Sam Briese, a senior at River Valley, was picked up by his buddies and held sideways in the school parking lot on a sunny day in January. Other pals held cardboard signs that spelled "P-R-O-M" with a question mark and an arrow pointing to Briese.

The object of his affection? Junior Gabby Todd, who was led into the lot by a friend.

"I was taking a long time getting to the parking lot that day and a friend told me to get there," Todd says. "Finally, they told me that someone had run into my car."

That got Todd hustling outside to meet her prom pitch.

"I laughed about it," she says, smiling. "And I went over to tell him, 'Yes.'"

Colton Gray, a River Valley junior, knew he couldn't simply ask sophomore Chrissa Deeds to prom or send her a text.. He had to come up with something creative. He used his connections in the automotive and baking worlds to get the mission accomplished.
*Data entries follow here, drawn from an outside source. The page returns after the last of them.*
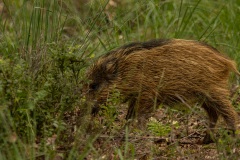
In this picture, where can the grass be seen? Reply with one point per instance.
(45, 48)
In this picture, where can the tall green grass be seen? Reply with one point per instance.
(45, 47)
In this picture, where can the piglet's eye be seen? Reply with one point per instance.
(94, 86)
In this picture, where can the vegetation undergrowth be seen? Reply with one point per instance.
(45, 49)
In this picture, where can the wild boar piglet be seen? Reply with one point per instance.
(167, 72)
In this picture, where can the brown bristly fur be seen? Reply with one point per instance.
(166, 72)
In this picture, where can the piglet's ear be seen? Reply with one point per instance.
(111, 68)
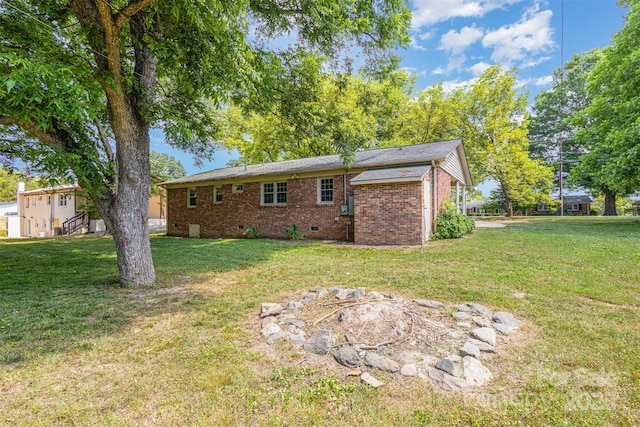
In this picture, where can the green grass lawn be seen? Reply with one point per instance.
(75, 349)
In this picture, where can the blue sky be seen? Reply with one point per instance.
(453, 41)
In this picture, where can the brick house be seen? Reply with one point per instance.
(386, 196)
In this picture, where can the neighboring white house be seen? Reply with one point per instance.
(47, 211)
(8, 214)
(59, 210)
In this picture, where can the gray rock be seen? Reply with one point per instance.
(483, 322)
(294, 306)
(487, 335)
(461, 315)
(469, 349)
(267, 320)
(505, 322)
(375, 361)
(475, 372)
(475, 308)
(308, 296)
(274, 338)
(375, 295)
(294, 322)
(446, 365)
(322, 292)
(409, 370)
(505, 318)
(350, 293)
(295, 340)
(414, 357)
(270, 309)
(451, 365)
(347, 356)
(503, 329)
(448, 382)
(270, 329)
(320, 342)
(296, 331)
(369, 379)
(428, 303)
(482, 346)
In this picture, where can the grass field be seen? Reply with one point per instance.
(75, 349)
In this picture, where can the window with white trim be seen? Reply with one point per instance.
(274, 193)
(217, 195)
(325, 190)
(191, 198)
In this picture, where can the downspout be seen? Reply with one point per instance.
(345, 201)
(464, 199)
(51, 198)
(435, 190)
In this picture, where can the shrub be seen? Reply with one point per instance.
(450, 225)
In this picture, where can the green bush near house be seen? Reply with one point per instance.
(450, 225)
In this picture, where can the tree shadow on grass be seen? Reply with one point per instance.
(57, 293)
(600, 227)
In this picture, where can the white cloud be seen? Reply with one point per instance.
(413, 44)
(532, 62)
(452, 85)
(429, 12)
(456, 63)
(538, 81)
(479, 68)
(427, 35)
(457, 42)
(518, 42)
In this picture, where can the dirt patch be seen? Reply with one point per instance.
(348, 332)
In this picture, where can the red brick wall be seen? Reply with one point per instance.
(389, 214)
(224, 220)
(444, 188)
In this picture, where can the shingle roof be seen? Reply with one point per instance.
(58, 188)
(383, 157)
(577, 199)
(401, 174)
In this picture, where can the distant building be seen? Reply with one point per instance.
(60, 210)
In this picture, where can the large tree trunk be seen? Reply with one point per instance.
(610, 204)
(126, 214)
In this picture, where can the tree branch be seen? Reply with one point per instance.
(105, 142)
(8, 120)
(128, 11)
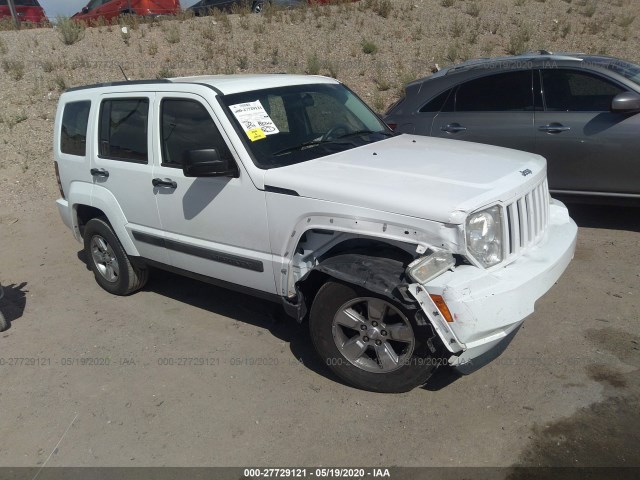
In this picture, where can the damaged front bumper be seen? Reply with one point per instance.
(487, 307)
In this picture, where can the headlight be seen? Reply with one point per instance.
(430, 266)
(484, 236)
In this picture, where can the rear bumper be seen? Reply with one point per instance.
(488, 307)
Gray borrowed a sharp, big pickup from his pal, Shane Beesen, of Kingsley, Iowa. He drove it to school on Jan. 28 and hid the vehicle from Deeds. He also made -- or had help in making -- a sign that said, "Chrissa: Will You Go to Prom with Us?"

It's the first time I've seen a truck ask a girl to prom.

"My grandma, Marlis Gray, makes great sugar cookies and I know Chrissa likes them," Colton Gray adds. "So, Grandma make cookies that spelled out 'Prom.'"

The way to a date's heart, I suppose, is through four wheels and several sugar cookies.

"I walked out of school with a friend that day and there Colton was, standing in the truck with his sign," Deeds says. "I knew it was for me. I said, 'Yes.'"

Carre Stevenson, a junior at River Valley, had to ask her friend, Keith Keleher, to prom. Why? Because Keleher doesn't attend River Valley. He's a West High Wolverine.

It's a wonder Stevenson and Keleher didn't meet a wolverine on their way to this prom date proposal. Stevenson started her trail at the start of a dead-end road south of Correctionville one night. She posted a sign that read, "I've been hunting for a while..."

The next sign read, "So don't shoot me down..."

And the end of the road, in a public hunting area, Stevenson stapled the letters, "P-R-O-M" to four posts.

"And then I had him shoot his arrow through a target that said, 'Yes,'" Stevenson says.

The marksman nailed the target. He answered as Stevenson's sign directed. Bullseye.

All three couples are now making preparations for their prom at River Valley High School on April 25. Following the grand march and meal there's a dance at the school.

And then? Everyone changes clothes and boards the bus for an after-prom adventure to Worlds of Fun in Kansas City, Mo.

Apparently, the after-prom venues also have changed greatly since the days of rotary phones, bruised biceps and dads who answered.